Alāʾ al-Dīn Abū Amr Uthman ibn Ibrahīm ibn Khālid al-Qurashī Ibn al-Nābulusī (born Cairo 19 Dhū al-Ḥijja 588 AH/26 December 1192 CE, died 25 Jumādā I 660/17 April 1262) was an administrator in Ayyubid Egypt. He is most noted today for producing the most detailed surviving fiscal record of any part of the rural medieval Arab world.

==Life==

In early life, al-Nābulusī trained as a religious scholar. But he became a civil servant under the Ayyubid sultan al-Kāmil, and by the late 1220s was one of the Sultan's right-hand men, serving as his chief financial advisor.
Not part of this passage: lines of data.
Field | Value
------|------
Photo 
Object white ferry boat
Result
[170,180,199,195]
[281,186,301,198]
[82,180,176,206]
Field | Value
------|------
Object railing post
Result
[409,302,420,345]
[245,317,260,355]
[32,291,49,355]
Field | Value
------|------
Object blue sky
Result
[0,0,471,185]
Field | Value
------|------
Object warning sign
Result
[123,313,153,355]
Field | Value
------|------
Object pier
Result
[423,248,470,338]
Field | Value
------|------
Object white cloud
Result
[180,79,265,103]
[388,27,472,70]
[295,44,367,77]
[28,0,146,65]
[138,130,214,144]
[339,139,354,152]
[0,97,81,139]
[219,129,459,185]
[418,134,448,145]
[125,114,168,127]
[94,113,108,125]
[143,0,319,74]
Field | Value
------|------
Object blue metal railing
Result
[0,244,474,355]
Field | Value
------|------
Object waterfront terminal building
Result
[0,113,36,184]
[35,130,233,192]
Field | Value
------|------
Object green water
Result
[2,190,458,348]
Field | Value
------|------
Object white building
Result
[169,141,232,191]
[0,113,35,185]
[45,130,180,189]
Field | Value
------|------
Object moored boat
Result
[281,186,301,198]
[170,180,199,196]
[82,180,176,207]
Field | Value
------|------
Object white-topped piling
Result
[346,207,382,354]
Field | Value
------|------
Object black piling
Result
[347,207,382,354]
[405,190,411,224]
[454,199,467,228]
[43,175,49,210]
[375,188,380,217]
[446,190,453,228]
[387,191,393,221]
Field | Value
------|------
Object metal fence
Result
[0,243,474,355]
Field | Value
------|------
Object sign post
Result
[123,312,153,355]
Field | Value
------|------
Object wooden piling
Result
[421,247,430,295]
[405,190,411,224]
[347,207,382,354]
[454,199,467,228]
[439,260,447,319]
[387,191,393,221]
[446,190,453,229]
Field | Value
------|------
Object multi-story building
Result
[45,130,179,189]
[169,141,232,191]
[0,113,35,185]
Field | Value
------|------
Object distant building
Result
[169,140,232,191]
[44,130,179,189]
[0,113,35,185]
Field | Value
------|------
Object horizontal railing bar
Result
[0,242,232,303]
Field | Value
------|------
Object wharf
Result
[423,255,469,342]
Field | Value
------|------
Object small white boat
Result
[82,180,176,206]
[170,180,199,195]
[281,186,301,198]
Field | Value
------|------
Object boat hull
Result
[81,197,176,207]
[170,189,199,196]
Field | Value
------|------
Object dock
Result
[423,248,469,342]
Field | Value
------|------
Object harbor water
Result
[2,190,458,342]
However, in 1237, he fell from grace. He was imprisoned for a month and his family home expropriated and sold, after which he appears to have retired into producing works of literature: it is thought that his writings date from after 1238. In 1245, however, al-Kāmil's successor, al-Malik al-Ṣāliḥ, commanded al-Nābulusī to audit the agricultural production of the Fayyum region of Egypt, whose productivity had fallen, and which al-Malik al-Ṣāliḥ wished to increase. Al-Nābulusī spent two months of the spring of 1245 touring the region (probably April and May), gathering the information on tax obligations pertaining to the previous year and abetting it with his own observations. He visited around 125 settlements, and his record of the visit is the most detailed surviving fiscal record from the medieval Arab world. Nothing more about al-Nābulusi's life is known except that he died on 17 April 1262 and was buried in the cemetery of Muqattam.

==Works==

- Tajrīd sayf al-himma li-istikhrāj mā fī dhimmat al-dhimma ('unsheathing ambition's sword to extract what the Dhimmīs hoard'), translated into English as The Sword of Ambition (NYU Press, 2016), an anti-Coptic-Christian tract
- Kitāb luma’ al-qawānīn al-muḍiyya fī dawāwīn al-diyār al-miṣriyya ('a few luminous rules for Egypt's administrative offices'), on some of the fiscal problems facing the country, with suggested methods for preventing fraud and increasing efficiency.
- Ḥusn al-sulūk fī faḍl malik Miṣr ‘alā sā’ir al-mulūk ('a seemly demonstration of the superiority of Egypt's king above all others'). This survives now only in the form of quotations in other work.
- Iẓhār Ṣan‘at al-Ḥayy al-Qayyūm fū Tartīb Bilād al-Fayyūm ('demonstrating the everlasting Eternal's design in ordering the villages of the Fayyum'). A history and geography of the Fayyum region, with a detailed fiscal survey of its villages.